No governo de Dilma Roussef (PT), a bancada evangélica teria, inclusive o poder de veto a qualquer tema mais polêmico.  Na avaliação de Flávio, nos primeiros governos de Lula, houve uma participação muito forte do catolicismo da libertação enquanto que no governo de Fernando Henrique Cardoso (PSDB), os católicos carismáticos dominavam o Congresso.

Para o sociólogo Flávio Sofiati, “o monopólio da prática conservadora da política tem se diluído” | Foto: Fernando Leite/ Jornal Opção

Em Goiás, o sociólogo vê uma boa aceitação dos evangélicos com o governo de Ronaldo Caiado (UB), que é católico praticante. Antes de se tornar governador, era figurinha carimbada em missas de igrejas do Setor Bueno e Nova Suíça, como as paróquias Rosa Mística e Nossa Senhora Aparecida e Santa Edwiges. Como governador, concilia seu compromisso de cristão com sua agenda de chefe de Estado.

No entanto, independente da religião, Flávio Sofiati acredita que “os evangélicos têm muito vínculo com o agronegócio e o Caiado é um representante legítimo do setor, apesar de ter tido problemas com uma parcela do agro”. Além disso, em pautas conservadoras, católicos e evangélicos costumam se unir.

Em Goiânia, o prefeito Rogério Cruz (Republicanos) é um pastor.

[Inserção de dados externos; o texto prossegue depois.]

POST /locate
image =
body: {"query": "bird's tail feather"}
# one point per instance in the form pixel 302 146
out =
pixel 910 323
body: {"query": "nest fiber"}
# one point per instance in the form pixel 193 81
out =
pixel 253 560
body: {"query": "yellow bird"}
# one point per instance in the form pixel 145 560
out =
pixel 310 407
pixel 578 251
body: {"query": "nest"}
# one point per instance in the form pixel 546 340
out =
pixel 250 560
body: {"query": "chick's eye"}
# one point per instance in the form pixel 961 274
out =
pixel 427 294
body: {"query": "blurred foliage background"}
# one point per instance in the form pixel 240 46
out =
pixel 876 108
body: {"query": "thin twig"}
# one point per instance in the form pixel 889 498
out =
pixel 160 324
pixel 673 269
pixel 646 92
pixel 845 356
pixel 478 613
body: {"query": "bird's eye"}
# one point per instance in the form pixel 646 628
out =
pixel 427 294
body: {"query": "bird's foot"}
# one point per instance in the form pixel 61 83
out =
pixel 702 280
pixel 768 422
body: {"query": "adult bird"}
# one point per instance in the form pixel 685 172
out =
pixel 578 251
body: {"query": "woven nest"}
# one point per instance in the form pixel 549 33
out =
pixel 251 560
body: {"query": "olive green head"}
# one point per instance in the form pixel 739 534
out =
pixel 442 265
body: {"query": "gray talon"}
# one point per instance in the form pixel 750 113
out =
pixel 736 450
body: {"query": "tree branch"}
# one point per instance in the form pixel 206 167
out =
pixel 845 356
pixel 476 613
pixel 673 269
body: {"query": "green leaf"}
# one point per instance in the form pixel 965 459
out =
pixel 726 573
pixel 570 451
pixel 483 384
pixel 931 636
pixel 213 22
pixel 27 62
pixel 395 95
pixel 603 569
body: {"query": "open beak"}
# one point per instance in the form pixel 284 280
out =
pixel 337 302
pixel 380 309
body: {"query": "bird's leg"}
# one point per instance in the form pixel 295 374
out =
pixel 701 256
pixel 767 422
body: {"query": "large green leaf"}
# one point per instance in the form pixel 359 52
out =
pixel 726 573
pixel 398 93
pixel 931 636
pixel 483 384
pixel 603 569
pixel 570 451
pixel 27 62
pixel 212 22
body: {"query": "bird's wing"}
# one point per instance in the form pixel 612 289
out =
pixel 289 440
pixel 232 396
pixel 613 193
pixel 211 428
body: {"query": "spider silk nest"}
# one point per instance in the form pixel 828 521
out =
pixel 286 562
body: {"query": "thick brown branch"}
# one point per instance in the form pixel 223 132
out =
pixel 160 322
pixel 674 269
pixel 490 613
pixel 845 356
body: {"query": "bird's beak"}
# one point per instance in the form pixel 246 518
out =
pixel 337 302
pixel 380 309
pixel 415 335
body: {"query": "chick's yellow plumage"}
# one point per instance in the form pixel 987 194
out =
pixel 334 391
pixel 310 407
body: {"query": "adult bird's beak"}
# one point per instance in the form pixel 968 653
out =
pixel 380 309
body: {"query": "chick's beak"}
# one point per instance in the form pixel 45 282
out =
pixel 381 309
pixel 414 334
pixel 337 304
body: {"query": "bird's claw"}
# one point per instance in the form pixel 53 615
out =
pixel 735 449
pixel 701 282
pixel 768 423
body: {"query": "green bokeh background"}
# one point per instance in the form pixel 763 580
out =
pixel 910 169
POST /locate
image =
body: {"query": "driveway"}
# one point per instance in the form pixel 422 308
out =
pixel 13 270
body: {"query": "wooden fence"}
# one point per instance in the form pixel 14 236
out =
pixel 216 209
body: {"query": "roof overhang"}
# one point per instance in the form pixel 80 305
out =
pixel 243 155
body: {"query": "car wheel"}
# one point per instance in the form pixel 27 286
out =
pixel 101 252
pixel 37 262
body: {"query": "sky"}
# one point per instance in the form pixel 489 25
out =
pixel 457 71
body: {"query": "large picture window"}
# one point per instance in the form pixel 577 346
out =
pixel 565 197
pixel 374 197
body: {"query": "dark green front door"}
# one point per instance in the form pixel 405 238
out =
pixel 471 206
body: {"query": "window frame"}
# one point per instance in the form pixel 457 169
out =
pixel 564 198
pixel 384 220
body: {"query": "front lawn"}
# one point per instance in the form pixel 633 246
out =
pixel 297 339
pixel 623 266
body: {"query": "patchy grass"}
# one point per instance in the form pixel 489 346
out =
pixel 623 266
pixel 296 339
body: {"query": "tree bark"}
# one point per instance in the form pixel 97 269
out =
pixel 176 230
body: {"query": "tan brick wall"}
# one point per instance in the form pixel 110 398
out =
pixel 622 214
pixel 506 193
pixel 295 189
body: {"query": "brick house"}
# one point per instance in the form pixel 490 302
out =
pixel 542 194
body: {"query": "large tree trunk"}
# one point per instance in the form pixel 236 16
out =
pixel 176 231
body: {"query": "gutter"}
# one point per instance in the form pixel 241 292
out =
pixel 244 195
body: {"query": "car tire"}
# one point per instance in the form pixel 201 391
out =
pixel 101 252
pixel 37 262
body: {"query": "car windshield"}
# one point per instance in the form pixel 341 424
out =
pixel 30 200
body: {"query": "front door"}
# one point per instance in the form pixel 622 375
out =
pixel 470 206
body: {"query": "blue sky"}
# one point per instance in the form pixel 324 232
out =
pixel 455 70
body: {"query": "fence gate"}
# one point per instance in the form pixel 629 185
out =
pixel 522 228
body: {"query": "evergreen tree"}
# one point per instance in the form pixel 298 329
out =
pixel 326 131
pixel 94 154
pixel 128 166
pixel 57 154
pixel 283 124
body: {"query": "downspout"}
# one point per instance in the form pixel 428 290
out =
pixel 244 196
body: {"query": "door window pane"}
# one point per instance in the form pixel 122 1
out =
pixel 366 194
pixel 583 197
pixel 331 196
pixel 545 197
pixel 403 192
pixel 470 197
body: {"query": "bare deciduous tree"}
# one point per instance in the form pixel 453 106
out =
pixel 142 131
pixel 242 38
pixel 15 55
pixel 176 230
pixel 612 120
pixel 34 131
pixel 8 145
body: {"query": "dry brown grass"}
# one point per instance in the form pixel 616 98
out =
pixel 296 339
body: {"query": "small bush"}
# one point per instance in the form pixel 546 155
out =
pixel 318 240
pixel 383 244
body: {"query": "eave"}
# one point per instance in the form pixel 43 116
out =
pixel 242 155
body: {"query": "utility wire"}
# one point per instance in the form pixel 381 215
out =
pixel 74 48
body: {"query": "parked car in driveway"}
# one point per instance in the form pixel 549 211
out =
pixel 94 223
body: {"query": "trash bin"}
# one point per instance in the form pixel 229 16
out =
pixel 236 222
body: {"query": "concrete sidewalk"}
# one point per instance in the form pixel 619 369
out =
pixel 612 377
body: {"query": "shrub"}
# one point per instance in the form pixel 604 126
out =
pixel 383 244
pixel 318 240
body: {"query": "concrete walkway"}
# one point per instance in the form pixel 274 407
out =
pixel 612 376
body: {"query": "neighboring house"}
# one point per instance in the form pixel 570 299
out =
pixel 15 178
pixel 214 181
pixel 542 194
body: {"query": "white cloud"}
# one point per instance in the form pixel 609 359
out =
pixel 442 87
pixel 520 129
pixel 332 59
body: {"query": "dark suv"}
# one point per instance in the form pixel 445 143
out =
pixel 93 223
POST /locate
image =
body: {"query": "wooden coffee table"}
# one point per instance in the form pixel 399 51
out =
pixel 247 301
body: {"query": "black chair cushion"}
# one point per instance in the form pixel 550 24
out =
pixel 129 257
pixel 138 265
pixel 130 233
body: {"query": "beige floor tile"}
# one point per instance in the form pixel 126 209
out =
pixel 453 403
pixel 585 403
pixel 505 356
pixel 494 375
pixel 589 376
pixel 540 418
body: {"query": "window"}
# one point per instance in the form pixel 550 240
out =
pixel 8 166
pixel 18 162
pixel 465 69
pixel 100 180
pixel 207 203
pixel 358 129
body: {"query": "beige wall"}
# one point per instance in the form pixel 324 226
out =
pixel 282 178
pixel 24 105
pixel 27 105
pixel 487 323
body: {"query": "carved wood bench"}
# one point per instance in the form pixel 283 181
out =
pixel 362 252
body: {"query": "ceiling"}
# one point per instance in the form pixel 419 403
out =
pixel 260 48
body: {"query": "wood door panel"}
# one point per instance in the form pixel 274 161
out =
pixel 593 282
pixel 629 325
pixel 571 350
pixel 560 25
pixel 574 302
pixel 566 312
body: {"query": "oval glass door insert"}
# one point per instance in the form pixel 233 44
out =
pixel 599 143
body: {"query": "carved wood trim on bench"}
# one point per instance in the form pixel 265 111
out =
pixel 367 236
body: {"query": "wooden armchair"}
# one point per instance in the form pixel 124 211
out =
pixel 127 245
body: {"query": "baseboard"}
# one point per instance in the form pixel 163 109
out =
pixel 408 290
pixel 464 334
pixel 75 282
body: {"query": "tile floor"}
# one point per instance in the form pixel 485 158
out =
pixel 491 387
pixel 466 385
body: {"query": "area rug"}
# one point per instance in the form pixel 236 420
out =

Em março, ele sancionou o projeto de lei que instituiu o Dia da Igreja Universal no calendário oficial da cidade, que será pela primeira vez comemorado no próximo dia 9 de julho. A ideia, aprovada pela maioria na Câmara Municipal, foi do vereador Isaías Ribeiro (Republicanos), também pastor, o mais votado nas eleições de 2020, com 9.233 votos.

No calendário oficial da capital, também se comemora o Dia do Pastor Evangélico, no segundo domingo de junho; o Dia da Família Cristã Goianiense, em 30 de maio; e o Dia do Evangélico, comemorado no dia 31 de outubro, mês dedicado à Cultura Gospel na cidade, por meio da lei nº 9.289, de 14 de junho de 2013.

São nos municípios, inclusive, que as pautas de costumes reverberam e os vereadores com vínculo religioso tentam emplacar leis com esse viés. “Em diversas cidades chegaram a aprovar leis proibindo a ideologia de gênero nas escolas. Mas não é competência das Câmaras Municipais e todas foram consideradas inconstitucionais”, lembrou Sofiati.

Para o sociólogo Flávio, está cada dia mais difícil encontrar o vínculo orgânico de um político com qualquer religião. “Cada vez mais o monopólio da prática conservadora da política tem se diluído. Isso tem sido comprovado nas últimas três eleições, em todas as esferas. Antes evangélicos e católicos carismáticos dominavam. Agora eles competem com outros segmentos, também conservadores, como o da segurança pública, por exemplo”, arrematou.